Monday, April 28, 2008

Brazilian Jiu Jitsu Basic & Advanced Techniques - Fabio Gurgel

I've seen quite a number of posts on internet message boards about Fabio Gurgel's "latest" contribution to the instructional book market. The reports seemed solid and I seriously considered buying them for myself. So, imagine my delight when I opened a surprise package from Blue Snake Books and found both volumes inside.

Firstly, for those who haven't seen Gurgel's previous series in Portuguese, this is the English translation. I seem to remember the original series being three volumes, though. I'm assuming the volumes have been condensed, but I don't own the Portuguese version to compare.

Both books are a fairly high quality product, which is the norm, mowadays. The bindings are strong and the paper is high quality, as well. Photography is in black and white, but the pictures are clear and plentiful.

The basics book is 156 pages long and and covers just that - the basics. It starts with rolling, the technical standup and hip escape movementsbefore moving straight into self defence. This portion has a great set of fundamentals and doesn't seem dissimilar to what I was taught when I started this lark I don't know how many years ago.

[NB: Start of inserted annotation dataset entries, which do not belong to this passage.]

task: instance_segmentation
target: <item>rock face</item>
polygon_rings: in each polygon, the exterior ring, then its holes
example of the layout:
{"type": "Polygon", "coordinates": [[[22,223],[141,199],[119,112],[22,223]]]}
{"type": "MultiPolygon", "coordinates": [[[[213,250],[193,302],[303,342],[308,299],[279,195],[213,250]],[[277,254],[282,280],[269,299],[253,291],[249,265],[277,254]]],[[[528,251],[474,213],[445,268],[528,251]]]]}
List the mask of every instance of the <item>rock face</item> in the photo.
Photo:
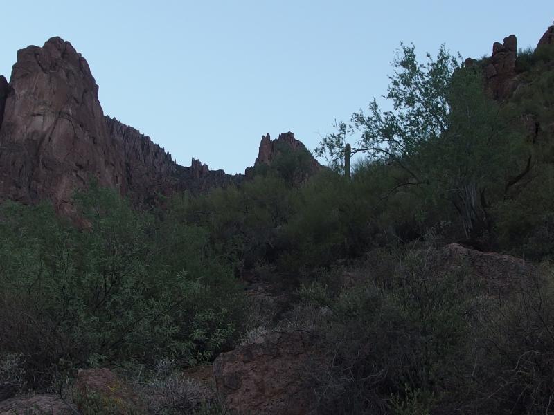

The book continues with a chapter on guard passing, one on sweeps, attacks from side control and then attacks from the mount. It then keeps right on attacking - next from the back and then from the guard.

Chapter nine deals with escapes and chapter ten gives some instruction on takedowns. The chapter on takedowns pleases me because the standing game is a subject that is often overlooked in books about fundamentals.

While I'm on this tack, though, I'm a little disappointed in the lack of discussion on escapes. All the chapters have six or seven techniques to describe and the escapes chapter is no different. I feel, though, a book on basics deserves more work on escapes than this. Especially since headlock escapes aren't covered in the self defence chapter.

The technique selection is good throughout thebook and would serve as a good blueprint for the relative novice.

The advanced book follows the same line as the basics book and even has the same chapter structure. While the techniques are certainly more advanced than the first book, they are still quite fundamental. I think this is a good thing. It clears up some of my concerns with the lack of emphasis on defence and escapes in the first book. Together, the books work better than they do as individual purchases.

The photography and book structure doesn't necessarily lend itself to demonstrating fine details. There are points at which I was wanting more detailed photos especially in the advanced book. The truth is, though, that the details are probably your instructor's job. These books are a guideline for white-belt students, and a good one at that.

If you're after books that show the latest competition techniques, you won't find them here. What you get are 300 odd pages (collectively) of solid basics and a great blueprint for building your game.

If you're relatively new to the sport and have a qualified instructor, this pair of books will help you understand where you're going. Also, if you're a new instructor, the books will give you a good idea of what you should be teaching.

At as little as $14.76 each (that's US dollars, these are among the cheaper books and seem a good buy at that price. I do recommend you purchase these as one big $30 book, though. The information is worth it. So is the novelty value of seeing a young Leo Vieira and Marcelo Garcia being tied up by one of the very few who actually could.